The Economist reports:
ON A recent trip to America, Nicolas Sarkozy, France’s president, could not resist the temptation to needle his hosts. Just before the visit his American counterpart, Barack Obama, had secured Congressional approval of a plan for a dramatic expansion of the country’s health-insurance market. Observing that America is the only wealthy country to lack universal health coverage, Mr Sarkozy sniffed: “Welcome to the club of states who don’t turn their back on the sick and the poor.”
Look here, Monsieur Grenouille Président. America does offer treatment to the sick and the poor through hospital emergency rooms. (And despite the new law, that’s where their treatment is likely to remain.) If you want to see what it looks like to turn your back on the sick and the poor, I suggest looking a bit closer to home:
The death toll in France from August’s blistering heat wave has reached nearly 15,000, according to a government-commissioned report released Thursday, surpassing a prior tally by more than 3,000. . .

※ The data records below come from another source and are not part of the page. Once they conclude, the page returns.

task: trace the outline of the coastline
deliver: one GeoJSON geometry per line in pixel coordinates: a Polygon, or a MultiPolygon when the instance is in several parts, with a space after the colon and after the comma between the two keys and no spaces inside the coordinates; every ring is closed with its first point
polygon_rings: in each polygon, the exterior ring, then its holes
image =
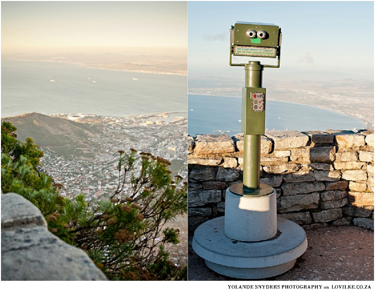
{"type": "Polygon", "coordinates": [[[64,62],[64,61],[55,61],[55,60],[31,60],[27,59],[6,59],[4,60],[9,61],[24,61],[27,62],[46,62],[48,63],[63,63],[64,64],[72,64],[74,66],[77,66],[78,67],[85,67],[86,68],[91,68],[93,69],[100,69],[102,70],[108,70],[116,71],[123,71],[126,72],[136,72],[139,73],[145,73],[148,74],[161,74],[163,75],[177,75],[178,76],[188,76],[188,72],[185,73],[177,73],[177,72],[164,72],[164,71],[151,71],[148,70],[127,70],[127,69],[112,69],[110,68],[102,68],[101,67],[94,67],[92,65],[87,65],[82,64],[81,63],[77,63],[75,62],[64,62]]]}
{"type": "Polygon", "coordinates": [[[171,114],[178,114],[179,113],[188,113],[188,111],[178,111],[174,112],[163,112],[162,113],[154,113],[152,114],[140,114],[138,115],[131,115],[130,116],[102,116],[102,115],[97,115],[96,114],[83,114],[82,113],[54,113],[54,114],[44,114],[43,113],[38,113],[38,112],[26,112],[23,114],[20,114],[19,115],[16,115],[16,116],[10,116],[7,117],[1,117],[1,119],[13,119],[16,118],[19,118],[20,117],[27,117],[28,116],[32,115],[33,114],[40,114],[41,115],[44,115],[45,116],[48,116],[48,117],[61,117],[63,116],[74,116],[77,115],[81,115],[85,116],[86,117],[110,117],[110,118],[122,118],[122,117],[134,117],[139,116],[150,117],[152,116],[161,116],[168,115],[169,116],[171,114]]]}
{"type": "MultiPolygon", "coordinates": [[[[211,94],[195,94],[195,93],[188,93],[188,95],[194,95],[194,96],[209,96],[209,97],[230,97],[230,98],[242,98],[242,97],[238,96],[227,96],[227,95],[212,95],[211,94]]],[[[357,117],[356,117],[355,116],[353,115],[351,115],[350,113],[348,112],[343,112],[341,110],[333,110],[331,108],[329,107],[324,107],[324,106],[319,106],[318,105],[315,105],[312,104],[309,104],[308,103],[300,103],[298,102],[291,102],[290,101],[282,101],[281,100],[278,100],[277,99],[273,99],[272,98],[268,98],[268,100],[272,101],[276,101],[277,102],[282,102],[283,103],[290,103],[291,104],[297,104],[299,105],[306,105],[307,106],[311,106],[312,107],[314,107],[315,108],[320,109],[323,109],[323,110],[326,110],[327,111],[329,111],[330,112],[332,112],[333,113],[336,113],[337,114],[340,114],[341,115],[344,115],[345,116],[347,116],[348,117],[352,117],[353,118],[356,118],[359,121],[360,121],[365,127],[368,127],[368,126],[366,125],[366,123],[369,123],[369,121],[357,117]]]]}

The bulk of the victims — many of them elderly — died during the height of the heat wave, which brought suffocating temperatures of up to 104 degrees in a country where air conditioning is rare. Others apparently were greatly weakened during the peak temperatures but did not die until days later.

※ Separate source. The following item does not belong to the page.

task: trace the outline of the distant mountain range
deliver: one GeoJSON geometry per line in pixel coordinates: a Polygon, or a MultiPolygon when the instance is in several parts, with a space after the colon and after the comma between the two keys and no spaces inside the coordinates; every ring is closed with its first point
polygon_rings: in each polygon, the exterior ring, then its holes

The new estimate comes a day after the French Parliament released a harshly worded report blaming the deaths on a complex health system, widespread failure among agencies and health services to coordinate efforts, and chronically insufficient care for the elderly. . .

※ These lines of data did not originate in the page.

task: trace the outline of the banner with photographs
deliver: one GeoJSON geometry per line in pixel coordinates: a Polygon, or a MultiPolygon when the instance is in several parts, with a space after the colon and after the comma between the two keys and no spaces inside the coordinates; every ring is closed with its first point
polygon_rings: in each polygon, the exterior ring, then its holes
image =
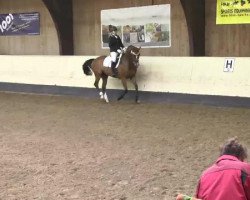
{"type": "Polygon", "coordinates": [[[108,47],[109,25],[125,46],[170,47],[170,4],[101,11],[102,47],[108,47]]]}
{"type": "Polygon", "coordinates": [[[250,0],[217,0],[216,24],[249,24],[250,0]]]}
{"type": "Polygon", "coordinates": [[[0,36],[39,35],[40,15],[32,13],[0,14],[0,36]]]}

The heat wave swept across much of Europe, but the death toll was far higher in France than in any other country.
How did it happen? Neglect:
The immediate flush of media attention last week centered on the sexier political debate over the slow and initially dismissive reaction by the conservative government of Prime Minister Jean-Pierre Raffarin, much of which was on holiday as the death toll mounted. Raffarin has refused to accept any blame, while President Jacques Chirac was bizarrely silent — and on vacation in Canada — for the duration of the heat wave. When he finally addressed the crisis in televised remarks last Thursday, Chirac avoided finger pointing, instead emphasizing that “family solidarity [and] respect for the aged and handicapped” are necessary to avoid future tragedies. Doctors and health experts, the people no one listened to during the heat wave, are telling a larger, darker story. The heat wave only made visible, they say, a crisis that had been under way for years: a chronically under-funded and understaffed elder care system combined with a national habit of shutting senior citizens out of sight and mind. . .
The majority of this summer’s victims were found dead in homes they occupied alone — or were brought to emergency rooms too dehydrated and weak to be saved. The August vacation period had lowered the staffing levels of rescue squads and hospitals. And well before that, many elderly people had already become cut off from regular human contact.
I hope we’re not joining Mr. Sarkozy’s club. I fear we are.